Views | Beliefs about mathematics (Theme 2) | Beliefs about teaching and learning of mathematics (Theme 1) | |
---|---|---|---|
in HA class | in LA class | ||
Instrumentalist | School math | 0.217** | 0.057 |
University math | 0.211* | 0.278*** | |
Platonist | School math | 0.287*** | -0.011 |
University math | 0.184** | -0.015 | |
Problem-solving | School math | 0.204** | 0.176* |
University math | 0.298*** | 0.222** | |
* p < .05, ** p < .01, *** p < .001 |
Conclusion, implication and limitation
Overall, the results of our study show that it is possible for PSTs to hold different beliefs about mathematics teaching and learning in different contexts of students’ achievements. They seem to consider that styles of teaching and learning associated with the instrumentalist view, the Platonist view, and the problem-solving view are appropriate for HA classes. Whereas, for LA classes, only styles of teaching and learning associated with the instrumentalist view and the Platonist view are appropriate. For the PSTs, those associated with the problem-solving view are not appropriate for LA classes.
The results of our study also show the possibility that PSTs may have different beliefs about school mathematics and university mathematics. Interestingly, the results indicate that beliefs about university mathematics seem to have a better correlation with beliefs about teaching and learning than do beliefs about school mathematics. These results give us hope to change PSTs beliefs about teaching and learning during their university studies. In other words, these results imply the important role of mathematics lectures for teacher education at universities as it is here that PSTs develop their beliefs about mathematics. As Cross (2009) suggests that beliefs about mathematics teaching and learning are built from what PSTs beliefs about mathematics.
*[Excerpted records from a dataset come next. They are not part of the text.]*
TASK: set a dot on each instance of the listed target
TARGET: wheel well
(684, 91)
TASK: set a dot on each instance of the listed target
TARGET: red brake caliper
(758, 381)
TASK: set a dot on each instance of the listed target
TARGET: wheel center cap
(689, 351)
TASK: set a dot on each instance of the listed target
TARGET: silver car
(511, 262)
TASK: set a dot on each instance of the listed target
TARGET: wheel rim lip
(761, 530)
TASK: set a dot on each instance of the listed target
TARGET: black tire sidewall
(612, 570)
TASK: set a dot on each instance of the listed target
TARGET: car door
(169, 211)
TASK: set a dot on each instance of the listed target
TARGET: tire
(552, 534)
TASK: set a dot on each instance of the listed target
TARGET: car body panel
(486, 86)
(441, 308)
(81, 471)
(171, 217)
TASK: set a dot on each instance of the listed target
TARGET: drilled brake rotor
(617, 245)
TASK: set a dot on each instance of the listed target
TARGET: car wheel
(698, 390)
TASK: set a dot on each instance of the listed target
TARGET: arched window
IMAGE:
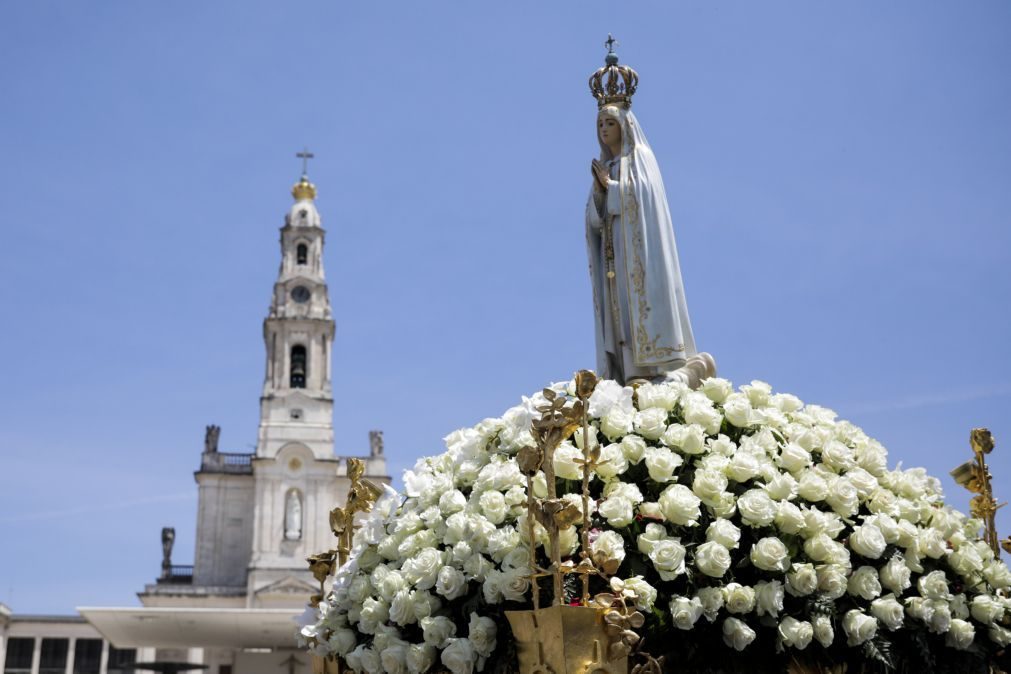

As shown in Table 4, beliefs about university mathematics in the dimension of the instrumentalist view and the problem-solving view have positive correlations with their beliefs about teaching and learning in both HA and LA classes. If we consider that beliefs about teaching and learning associated with the problem-solving view give much benefit and those associated with the instrumentalist view give little benefit for mathematics education, then mathematics in lectures should be presented as a process of mathematicians in solving problems rather than a toolbox consisting of many formulas which are ready to be used to solve the problems. Moreover, we need to present the backface of university mathematics rather than the front face of it (see Hersh, 1991), for example, inviting PSTs to construct rather than presenting the theorems directly.
The last, although the results of this study imply the significant things for mathematics education, we note a limitation. All PSTs participating in this study are from the department of mathematics education of one university. As we know, there are many departments of mathematics education of other universities which may have different mathematics courses and curricula. Therefore, the characteristics of PSTs’ beliefs may be different between universities. Therefore, comparing PSTs from different universities may give us better insights regarding their beliefs about mathematics and their beliefs about teaching and learning mathematics.